Under the plan, the state’s only law school would remain in Concord for the foreseeable future but would be renamed the University of New Hampshire School of Law, pending approval by the American Bar Association and the New England Association of Schools and Colleges.
The earliest the ABA would consider the merger is August, said John D. Hutson, the law center’s president and dean. In the meantime, committees will be appointed to explore how best to integrate the schools’ academic programs and administrations.
Great, just what we need, another private third tier law school and public university merger under the guise of serving students who want to go into public interest law. What I think is that these third tier law schools believe it is easier to con more students from these public universities into applying to their law school through joint pre-law college classes and programs.
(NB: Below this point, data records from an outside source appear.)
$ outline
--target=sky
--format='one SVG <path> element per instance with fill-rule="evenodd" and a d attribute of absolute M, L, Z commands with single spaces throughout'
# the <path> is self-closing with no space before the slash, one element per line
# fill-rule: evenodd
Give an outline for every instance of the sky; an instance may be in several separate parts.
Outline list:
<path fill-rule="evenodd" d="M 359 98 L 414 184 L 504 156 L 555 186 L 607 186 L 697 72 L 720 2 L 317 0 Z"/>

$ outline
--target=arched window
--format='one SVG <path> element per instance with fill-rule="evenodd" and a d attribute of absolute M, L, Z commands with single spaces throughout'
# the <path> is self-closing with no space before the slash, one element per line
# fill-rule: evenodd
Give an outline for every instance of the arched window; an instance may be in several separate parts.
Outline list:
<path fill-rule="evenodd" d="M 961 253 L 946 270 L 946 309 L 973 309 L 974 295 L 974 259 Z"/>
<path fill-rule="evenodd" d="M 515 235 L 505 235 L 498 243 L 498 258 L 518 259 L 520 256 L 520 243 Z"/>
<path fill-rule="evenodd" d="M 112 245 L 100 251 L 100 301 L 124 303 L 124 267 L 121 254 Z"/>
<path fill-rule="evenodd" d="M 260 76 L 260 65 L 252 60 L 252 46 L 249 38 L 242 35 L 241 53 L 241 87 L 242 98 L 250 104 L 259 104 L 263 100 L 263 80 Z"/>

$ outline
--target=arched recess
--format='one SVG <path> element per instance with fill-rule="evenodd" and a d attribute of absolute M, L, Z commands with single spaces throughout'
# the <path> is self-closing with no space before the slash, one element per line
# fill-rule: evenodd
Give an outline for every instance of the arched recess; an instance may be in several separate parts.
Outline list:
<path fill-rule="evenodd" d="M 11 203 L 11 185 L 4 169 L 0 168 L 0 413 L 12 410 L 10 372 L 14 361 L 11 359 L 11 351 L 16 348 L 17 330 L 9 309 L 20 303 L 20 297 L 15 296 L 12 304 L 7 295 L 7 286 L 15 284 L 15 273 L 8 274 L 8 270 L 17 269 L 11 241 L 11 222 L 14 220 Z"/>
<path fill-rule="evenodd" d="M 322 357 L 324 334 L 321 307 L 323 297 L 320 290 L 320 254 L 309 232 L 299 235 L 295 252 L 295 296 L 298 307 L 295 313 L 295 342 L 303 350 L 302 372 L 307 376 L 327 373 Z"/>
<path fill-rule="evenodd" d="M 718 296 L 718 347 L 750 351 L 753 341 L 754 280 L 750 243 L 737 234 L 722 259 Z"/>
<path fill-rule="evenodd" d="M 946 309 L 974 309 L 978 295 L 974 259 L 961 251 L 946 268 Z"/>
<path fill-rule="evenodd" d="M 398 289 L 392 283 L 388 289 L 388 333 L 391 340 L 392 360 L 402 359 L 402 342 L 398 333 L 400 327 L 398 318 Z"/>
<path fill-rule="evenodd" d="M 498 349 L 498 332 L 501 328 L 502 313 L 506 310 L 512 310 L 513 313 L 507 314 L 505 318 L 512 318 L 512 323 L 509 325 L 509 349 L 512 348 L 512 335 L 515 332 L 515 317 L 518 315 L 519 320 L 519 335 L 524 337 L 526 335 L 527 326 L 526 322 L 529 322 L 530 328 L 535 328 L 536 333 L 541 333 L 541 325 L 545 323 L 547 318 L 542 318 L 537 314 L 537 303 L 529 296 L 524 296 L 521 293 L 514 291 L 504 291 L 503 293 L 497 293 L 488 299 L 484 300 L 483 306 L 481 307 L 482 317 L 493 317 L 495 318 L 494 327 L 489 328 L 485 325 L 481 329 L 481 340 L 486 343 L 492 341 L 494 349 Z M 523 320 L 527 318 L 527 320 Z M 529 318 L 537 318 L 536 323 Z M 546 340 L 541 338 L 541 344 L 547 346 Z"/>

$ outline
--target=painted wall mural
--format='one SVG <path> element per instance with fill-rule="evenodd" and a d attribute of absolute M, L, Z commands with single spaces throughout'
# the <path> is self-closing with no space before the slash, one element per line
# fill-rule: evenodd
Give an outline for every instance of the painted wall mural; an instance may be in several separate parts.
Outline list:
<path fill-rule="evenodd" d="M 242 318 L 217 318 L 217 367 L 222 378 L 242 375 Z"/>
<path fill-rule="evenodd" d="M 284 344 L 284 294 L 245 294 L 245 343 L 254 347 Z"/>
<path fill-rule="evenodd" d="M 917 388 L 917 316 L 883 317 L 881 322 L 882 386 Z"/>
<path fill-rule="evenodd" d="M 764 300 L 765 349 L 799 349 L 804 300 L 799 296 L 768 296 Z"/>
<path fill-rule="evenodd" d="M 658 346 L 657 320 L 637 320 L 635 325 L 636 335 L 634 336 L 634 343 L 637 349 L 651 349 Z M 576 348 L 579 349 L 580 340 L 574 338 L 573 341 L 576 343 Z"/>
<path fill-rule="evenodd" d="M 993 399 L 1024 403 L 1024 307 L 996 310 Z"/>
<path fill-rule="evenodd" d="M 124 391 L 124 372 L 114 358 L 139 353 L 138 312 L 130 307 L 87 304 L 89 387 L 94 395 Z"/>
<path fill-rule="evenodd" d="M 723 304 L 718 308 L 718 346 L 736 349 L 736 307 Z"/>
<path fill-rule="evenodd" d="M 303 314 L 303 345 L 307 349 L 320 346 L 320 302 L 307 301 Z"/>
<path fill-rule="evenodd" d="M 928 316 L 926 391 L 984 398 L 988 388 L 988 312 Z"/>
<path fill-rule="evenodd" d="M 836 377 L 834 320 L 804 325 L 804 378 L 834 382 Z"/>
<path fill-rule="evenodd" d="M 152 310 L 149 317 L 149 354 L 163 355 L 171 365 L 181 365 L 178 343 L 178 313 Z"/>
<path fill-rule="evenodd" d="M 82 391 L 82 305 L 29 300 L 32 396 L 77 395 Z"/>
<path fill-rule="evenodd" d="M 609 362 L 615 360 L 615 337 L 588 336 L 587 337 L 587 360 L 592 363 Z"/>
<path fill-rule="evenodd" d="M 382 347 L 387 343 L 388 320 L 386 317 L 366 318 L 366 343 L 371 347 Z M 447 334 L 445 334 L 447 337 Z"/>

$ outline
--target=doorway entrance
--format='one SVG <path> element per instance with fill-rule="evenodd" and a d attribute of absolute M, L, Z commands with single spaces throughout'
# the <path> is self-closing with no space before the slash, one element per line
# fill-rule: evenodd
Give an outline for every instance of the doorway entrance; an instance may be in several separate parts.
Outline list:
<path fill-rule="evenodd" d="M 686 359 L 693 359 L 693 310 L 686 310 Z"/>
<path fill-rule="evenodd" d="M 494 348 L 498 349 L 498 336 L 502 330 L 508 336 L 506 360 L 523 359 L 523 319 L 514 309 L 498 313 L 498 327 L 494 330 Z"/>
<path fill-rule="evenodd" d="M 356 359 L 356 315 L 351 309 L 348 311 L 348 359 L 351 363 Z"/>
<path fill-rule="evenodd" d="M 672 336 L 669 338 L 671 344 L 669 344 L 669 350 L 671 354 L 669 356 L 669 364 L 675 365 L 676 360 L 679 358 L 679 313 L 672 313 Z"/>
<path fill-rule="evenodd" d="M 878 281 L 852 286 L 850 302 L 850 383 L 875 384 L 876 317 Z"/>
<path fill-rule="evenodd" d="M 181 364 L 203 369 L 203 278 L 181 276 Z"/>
Before UNH students drop off their law school apps, here is a huge piece of information that the Boston Globe article omits:
Tuition at Franklin Pierce is steep, even by the lofty standards of private law schools. For a full-time student during the 2009-2010 academic year, the bill comes to $36,900, not including books and university fees. Students are also advised to budget about $12,000 for living expenses, bringing the annual cost of attendance closer to $60,000.
...Although not many of them work in high-paying “biglaw” jobs in Boston or New York, most Franklin Pierce graduates do find some kind of work. Most recently, 65.8% of the class had employment at the time of graduation, and within 9 months, 95.5% had found work. For those working in the private sector, the average starting salary was an impressive $95,000, compared to $48,500 for those working in the public sector. It should be noted, however, that average salary statistics tend to be self-reported and often do not reflect the entire graduating class, so that $95,000 (which is markedly higher than that of similarly ranked law schools) figure should be viewed with some skepticism.
Hah. I don't know where the 95.5% employment statistic comes from (I'm guessing from Franklin Pierce or the ABA) but it does state that most graduates do not find high-paying biglaw jobs in Boston or New York . So where exactly are these students "working"? McDonalds?